In the cities of the Urals and Siberia in the 17th century there were special groups of service people, the so-called “Lithuanian list”. Subsequently, the bulk of them settled in Siberia, and soon nothing except their surname reminded them of their “Lithuanian” or “Polish” origin. In the 18th – early 19th centuries, Belarusians also came to our region more often as exiles; unfortunately, we do not know the statistics of that time.

The beginning of the active resettlement of Belarusians to the east is associated with the abolition of serfdom. Like the population of the central regions of Great Russia, residents of Belarus began to gradually go to the Urals and Siberia in search of a better life.

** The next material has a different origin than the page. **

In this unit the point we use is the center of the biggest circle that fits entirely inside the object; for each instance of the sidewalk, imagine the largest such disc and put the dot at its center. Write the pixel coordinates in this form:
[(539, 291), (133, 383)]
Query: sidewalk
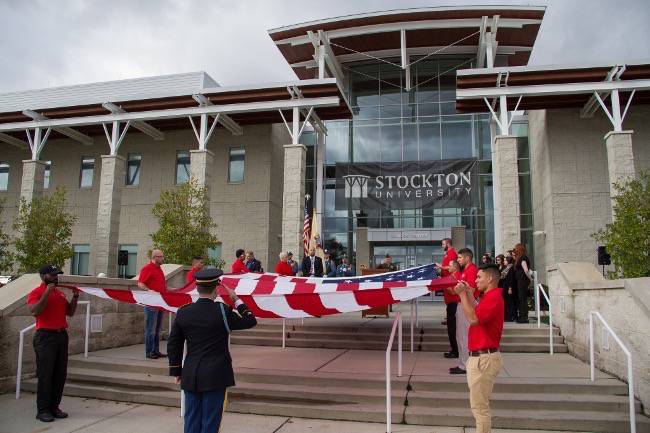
[(100, 416)]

A sharp intensification of the resettlement movement occurred at the beginning of the 20th century, in connection with the Stolypin agrarian reform. Then the great-grandmothers and great-grandfathers of many of our Belarusians arrived in the Southern Urals, and very often they came with whole families. Belarusians live everywhere in the Urals; according to the census, their number is slightly more than 20 thousand people.

The population of the modern Southern Urals (Chelyabinsk region) represents more than 130 nationalities.

The Russian population is still the largest and makes up 82.3 percent of the total population of the region. This predominance is typical for both urban and rural areas.
In progress historical development in the Urals there was a mixing of many nationalities, as a result of which there was a modern population. Its mechanistic division along national or religious lines is unthinkable today (thanks to the huge number of mixed marriages) and therefore there is no place for chauvinism and interethnic enmity in the Urals.

The Urals are known as a multinational region with rich culture based on ancient traditions. Not only Russians live here (who began to actively populate the Urals since the 17th century), but also Bashkirs, Tatars, Komi, Mansi, Nenets, Mari, Chuvash, Mordovians and others.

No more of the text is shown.